Tuesday, November 12, 2013

United States v. Horob, No. 11-30119 (11-7-13) (Per curiam with Silverman, Fletcher and Callahan).


A defendant wins on appeal, getting a mandatory minimum sentence (aggravated identity theft) reversed. What will his new sentence be? If you say the same would be evidence of vindictiveness, you would be wrong, at least here. The defendant was in the cattle business, and he was increasing losing money. He bet the ranch, and lost, and so increasingly increased his herd to secure loans. Herds were invented in feedlots throughout the West. When it came time to see if the cows came home, at least for the banks, they didn't. The defendant did not have thousands of head of cattle but sixty. The defendant was convicted of bank fraud, bankruptcy fraud, money laundering and other offenses, including the aggravated identity theft (which was reversed). On resentencing, the court explained that his previous sentence, a variance, was so because of the mandatory minimum made the whole sentence appropriate. On resentencing, the court felt that 132 months was appropriate, and branded the defendant with it (it was a few months below the guidelines).

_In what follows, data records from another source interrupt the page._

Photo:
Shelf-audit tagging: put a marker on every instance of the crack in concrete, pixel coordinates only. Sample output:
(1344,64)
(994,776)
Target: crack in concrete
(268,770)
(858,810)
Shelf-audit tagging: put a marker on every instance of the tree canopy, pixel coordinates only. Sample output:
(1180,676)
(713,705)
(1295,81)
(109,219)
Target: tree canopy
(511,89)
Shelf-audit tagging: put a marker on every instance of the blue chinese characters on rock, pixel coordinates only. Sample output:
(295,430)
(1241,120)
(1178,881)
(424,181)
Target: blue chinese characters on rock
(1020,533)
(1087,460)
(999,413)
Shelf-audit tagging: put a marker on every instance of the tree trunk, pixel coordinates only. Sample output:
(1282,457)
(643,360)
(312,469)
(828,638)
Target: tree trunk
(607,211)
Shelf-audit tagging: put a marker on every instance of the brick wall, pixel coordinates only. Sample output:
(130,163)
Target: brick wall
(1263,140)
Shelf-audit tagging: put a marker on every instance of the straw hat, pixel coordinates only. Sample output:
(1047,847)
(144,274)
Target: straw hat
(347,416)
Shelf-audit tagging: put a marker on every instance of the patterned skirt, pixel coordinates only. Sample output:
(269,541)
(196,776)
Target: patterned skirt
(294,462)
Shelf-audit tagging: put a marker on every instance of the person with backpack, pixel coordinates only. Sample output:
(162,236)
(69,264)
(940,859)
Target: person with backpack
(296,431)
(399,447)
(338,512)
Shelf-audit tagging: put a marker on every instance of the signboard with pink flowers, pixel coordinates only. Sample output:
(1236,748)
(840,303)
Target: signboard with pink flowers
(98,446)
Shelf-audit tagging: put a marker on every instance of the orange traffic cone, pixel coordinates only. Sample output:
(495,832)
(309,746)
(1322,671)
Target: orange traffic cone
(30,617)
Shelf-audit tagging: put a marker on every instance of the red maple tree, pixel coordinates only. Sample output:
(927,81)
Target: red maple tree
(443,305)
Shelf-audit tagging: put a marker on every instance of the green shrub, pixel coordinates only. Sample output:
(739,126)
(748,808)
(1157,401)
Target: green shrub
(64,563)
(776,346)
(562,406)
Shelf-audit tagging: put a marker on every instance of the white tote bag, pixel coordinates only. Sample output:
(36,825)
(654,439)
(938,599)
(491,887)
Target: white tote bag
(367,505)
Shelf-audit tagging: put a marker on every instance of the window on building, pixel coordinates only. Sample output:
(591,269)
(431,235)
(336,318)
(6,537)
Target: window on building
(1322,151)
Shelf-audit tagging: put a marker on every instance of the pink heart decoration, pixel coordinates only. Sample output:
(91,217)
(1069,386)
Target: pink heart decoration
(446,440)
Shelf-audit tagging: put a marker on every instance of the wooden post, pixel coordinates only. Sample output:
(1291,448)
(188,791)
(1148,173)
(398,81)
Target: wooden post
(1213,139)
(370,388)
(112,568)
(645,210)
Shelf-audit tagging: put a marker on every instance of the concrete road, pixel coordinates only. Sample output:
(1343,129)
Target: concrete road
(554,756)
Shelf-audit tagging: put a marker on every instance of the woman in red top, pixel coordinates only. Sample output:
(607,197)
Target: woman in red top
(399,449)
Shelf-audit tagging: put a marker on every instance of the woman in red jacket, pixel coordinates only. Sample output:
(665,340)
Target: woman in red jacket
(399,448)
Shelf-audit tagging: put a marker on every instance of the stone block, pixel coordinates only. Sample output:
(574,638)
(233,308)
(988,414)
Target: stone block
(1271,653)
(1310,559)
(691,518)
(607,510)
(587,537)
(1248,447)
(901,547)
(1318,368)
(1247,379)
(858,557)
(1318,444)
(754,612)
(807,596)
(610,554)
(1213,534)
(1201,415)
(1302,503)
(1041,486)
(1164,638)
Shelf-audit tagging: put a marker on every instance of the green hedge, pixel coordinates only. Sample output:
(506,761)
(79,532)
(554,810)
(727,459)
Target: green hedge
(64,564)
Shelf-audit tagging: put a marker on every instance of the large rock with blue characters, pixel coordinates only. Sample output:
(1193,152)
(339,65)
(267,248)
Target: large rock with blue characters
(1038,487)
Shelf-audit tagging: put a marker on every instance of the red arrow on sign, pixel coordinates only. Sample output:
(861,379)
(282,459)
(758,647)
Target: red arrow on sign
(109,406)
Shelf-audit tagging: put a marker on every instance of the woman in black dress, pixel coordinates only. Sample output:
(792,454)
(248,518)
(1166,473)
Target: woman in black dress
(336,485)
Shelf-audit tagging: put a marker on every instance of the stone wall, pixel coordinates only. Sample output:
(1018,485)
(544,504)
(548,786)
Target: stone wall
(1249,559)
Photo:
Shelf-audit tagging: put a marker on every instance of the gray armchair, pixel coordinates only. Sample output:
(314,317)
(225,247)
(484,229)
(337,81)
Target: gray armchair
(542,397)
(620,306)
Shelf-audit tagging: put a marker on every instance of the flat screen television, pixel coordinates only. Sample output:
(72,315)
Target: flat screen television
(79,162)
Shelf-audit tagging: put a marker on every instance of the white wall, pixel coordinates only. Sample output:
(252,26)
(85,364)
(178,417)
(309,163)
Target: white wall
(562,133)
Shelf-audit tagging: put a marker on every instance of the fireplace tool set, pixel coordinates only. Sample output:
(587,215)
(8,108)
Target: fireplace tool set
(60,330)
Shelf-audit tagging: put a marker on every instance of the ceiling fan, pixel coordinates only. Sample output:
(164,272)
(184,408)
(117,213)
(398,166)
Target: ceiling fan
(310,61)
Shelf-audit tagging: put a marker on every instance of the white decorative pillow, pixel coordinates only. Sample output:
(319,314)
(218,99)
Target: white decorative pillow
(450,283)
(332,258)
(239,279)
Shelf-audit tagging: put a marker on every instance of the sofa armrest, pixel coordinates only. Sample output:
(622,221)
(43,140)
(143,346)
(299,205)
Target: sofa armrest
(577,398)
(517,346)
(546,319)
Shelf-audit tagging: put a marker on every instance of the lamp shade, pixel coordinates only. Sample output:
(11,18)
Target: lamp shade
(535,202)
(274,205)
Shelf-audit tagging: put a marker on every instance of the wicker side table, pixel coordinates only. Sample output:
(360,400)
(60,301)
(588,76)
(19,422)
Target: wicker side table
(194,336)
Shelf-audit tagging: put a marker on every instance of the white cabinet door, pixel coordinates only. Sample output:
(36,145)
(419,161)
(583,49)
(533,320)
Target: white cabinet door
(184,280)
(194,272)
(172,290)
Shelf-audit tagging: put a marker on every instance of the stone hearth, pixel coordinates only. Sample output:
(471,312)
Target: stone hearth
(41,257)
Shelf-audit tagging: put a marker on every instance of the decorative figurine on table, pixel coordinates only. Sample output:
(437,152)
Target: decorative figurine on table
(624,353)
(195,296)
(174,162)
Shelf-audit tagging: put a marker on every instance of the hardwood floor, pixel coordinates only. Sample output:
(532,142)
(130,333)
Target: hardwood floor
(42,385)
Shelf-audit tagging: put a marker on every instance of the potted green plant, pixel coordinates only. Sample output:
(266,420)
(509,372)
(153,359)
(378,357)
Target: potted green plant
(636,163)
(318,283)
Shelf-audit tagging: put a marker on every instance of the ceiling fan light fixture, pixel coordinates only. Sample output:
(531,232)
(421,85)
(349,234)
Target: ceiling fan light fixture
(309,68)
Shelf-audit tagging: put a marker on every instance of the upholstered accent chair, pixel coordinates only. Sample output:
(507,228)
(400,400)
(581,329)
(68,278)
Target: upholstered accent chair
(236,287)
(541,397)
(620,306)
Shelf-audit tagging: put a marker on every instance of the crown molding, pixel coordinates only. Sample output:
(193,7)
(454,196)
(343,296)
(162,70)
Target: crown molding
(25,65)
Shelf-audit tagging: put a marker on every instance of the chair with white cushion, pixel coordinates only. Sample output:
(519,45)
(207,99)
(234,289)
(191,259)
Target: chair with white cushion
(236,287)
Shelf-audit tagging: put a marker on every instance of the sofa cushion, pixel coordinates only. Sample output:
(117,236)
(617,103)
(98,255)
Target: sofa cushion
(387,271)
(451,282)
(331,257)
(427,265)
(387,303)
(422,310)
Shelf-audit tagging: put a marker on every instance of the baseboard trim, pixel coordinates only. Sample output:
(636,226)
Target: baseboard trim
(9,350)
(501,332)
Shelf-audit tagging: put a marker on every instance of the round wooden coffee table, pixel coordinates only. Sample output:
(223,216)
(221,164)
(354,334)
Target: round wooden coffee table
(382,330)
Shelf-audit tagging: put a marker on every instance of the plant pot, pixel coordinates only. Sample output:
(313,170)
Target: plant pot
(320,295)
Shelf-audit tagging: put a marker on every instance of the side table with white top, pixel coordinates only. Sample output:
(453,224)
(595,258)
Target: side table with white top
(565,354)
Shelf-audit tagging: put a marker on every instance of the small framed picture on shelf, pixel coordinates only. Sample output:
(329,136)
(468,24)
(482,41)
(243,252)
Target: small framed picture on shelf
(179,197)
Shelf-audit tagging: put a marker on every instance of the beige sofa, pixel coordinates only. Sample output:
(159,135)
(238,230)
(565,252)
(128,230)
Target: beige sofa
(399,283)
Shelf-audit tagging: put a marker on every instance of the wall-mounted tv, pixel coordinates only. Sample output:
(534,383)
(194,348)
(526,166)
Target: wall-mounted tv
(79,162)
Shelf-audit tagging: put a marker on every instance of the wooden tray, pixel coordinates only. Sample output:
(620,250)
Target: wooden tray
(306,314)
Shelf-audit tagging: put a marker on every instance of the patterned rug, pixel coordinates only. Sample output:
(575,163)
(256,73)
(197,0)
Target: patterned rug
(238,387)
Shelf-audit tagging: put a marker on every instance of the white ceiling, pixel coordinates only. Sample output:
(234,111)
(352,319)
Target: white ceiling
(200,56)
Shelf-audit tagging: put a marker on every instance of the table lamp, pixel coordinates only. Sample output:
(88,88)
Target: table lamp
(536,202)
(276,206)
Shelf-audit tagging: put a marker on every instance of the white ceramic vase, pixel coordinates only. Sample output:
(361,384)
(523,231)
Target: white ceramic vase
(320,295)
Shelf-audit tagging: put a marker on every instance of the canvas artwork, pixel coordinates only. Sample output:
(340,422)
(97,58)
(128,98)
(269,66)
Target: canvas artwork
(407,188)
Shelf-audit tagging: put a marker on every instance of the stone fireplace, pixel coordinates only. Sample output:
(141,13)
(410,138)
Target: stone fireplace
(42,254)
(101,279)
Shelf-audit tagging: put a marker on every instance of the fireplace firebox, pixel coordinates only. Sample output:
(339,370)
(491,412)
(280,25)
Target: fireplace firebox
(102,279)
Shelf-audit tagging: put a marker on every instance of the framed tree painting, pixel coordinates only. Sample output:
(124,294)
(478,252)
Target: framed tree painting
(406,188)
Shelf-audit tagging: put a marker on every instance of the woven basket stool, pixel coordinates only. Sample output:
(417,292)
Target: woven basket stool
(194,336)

The 9th, grabbing the vindictive bull by the argument horns, held that the sentence was not vindictive because the court displayed no vindictiveness, nor could the defendant point to any. No vindictiveness applies when a court resentences to the same overall sentence on remand, even when a vacated conviction carries a mandatory sentence. The court gave reasons here, and it helped that the overall sentence was under the guidelines and the court explained previously about the general time. The 9th distinguished the vindictive cases, and explained about re-bundling. A troubling opinion nonetheless for the implications that the same sentence would be rubber stamped.